On 04/04/2014 02:51 PM, Daniel Micay wrote:

Storing at a negative index removes the cost at indexing, but not
elsewhere. It still consumes more memory and makes `push` slower,
especially since it has to do more than more offset based on alignment
with at least one overflow check.

In the "negative index scheme", the length and capacity in the Vec would be identical to what is it in the current implementation. Hence the code will be identical, except for while allocating/deallocatiing. (ie, push() would have the same performance)

It has to check for overflow on any addition like this. The inability to
pass a size to `dealloc` is not going to be free either. Teaching LLVM
to understand the pointer gymnastics here means trying to make it
simpler rather than allowing it to become more complicated.
I don't understand what addition you mean? The only time you need the size stored in the negative index
is to call dealloc.

You absolutely can pass size into dealloc while destructing ~[T]. Just use the size, stored in the negative
index.


I'm not at all concerned about it. I think it would be a huge mistake to
use `~[T]` frequently at all, and I'm simply pointing out that this is
not going to be a no-op because that claim was made several times.
I will be a no-op, if you use null (0) to indicate 0-capacity, and special value(1?) to indicate
Option::None.


An empty vector is not the same as `None`. Reserving an address is also
not possible in all environments Rust is going to be used in as a
language, and I think it should be up to the allocator implementation
rather than hard-coded knowledge in the compiler. At the moment, the
`Some(~())` problem is fixed with no overhead anywhere, and allocators
have the choice between a sentinel and clamping zero-size allocations to 1.
Can you name one architecture, where we are not able to find a single extra invalid virtual address
other than 0?

Just to clear, the "negative index scheme", will allow free() to take the size argument.

b) If that makes implementation of Option complicated, then use the
special pointer value to represent
a zero capacity. We can use that special value in Vec<T> as well, even
though it is not needed. This
will keep Vec<T> -> ~[T] a no-op.
This will add a branch to every deallocation call.

No it wouldn't. Vec, doesn't have to check the pointer. Just check the capacity.

c) Conversion between Vec<T> -> ~[T] is not likely to be common. So,
doing an additional check is okay?
It's not about there being an additional check. It's about it having to
drop excess capacity, which will make conversions to and from `~[T]`
hurt. This can easily result in higher time complexity rather than just
a constant factor slowdown.

I don't think conversion from `Vec<T>` -> `~[T]` is important, and I
just want to make it clear that there's no way it is going to be free.
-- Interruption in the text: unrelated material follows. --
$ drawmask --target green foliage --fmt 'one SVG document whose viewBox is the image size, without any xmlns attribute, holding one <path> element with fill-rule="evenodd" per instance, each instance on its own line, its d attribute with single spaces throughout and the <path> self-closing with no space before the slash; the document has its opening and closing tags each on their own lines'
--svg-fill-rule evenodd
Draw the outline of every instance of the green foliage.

The cost can not simply be hand-waved away by moving it elsewhere, such
as requiring new branches and losing the ability to pass a size to
`dealloc`.

We "negative index scheme" does not require you to drop excess capacity. With this scheme, ~[T] and Vec<T> would contain the same amount info. The only difference is that in ~[T], the capacity is stored at a negative index. In Vec<T>, capacity is stored, both inline and at the negative
index.

The only overhead would be a couple of checks/additions during allocation/deallocation. Everything
else would perform exactly as it does now.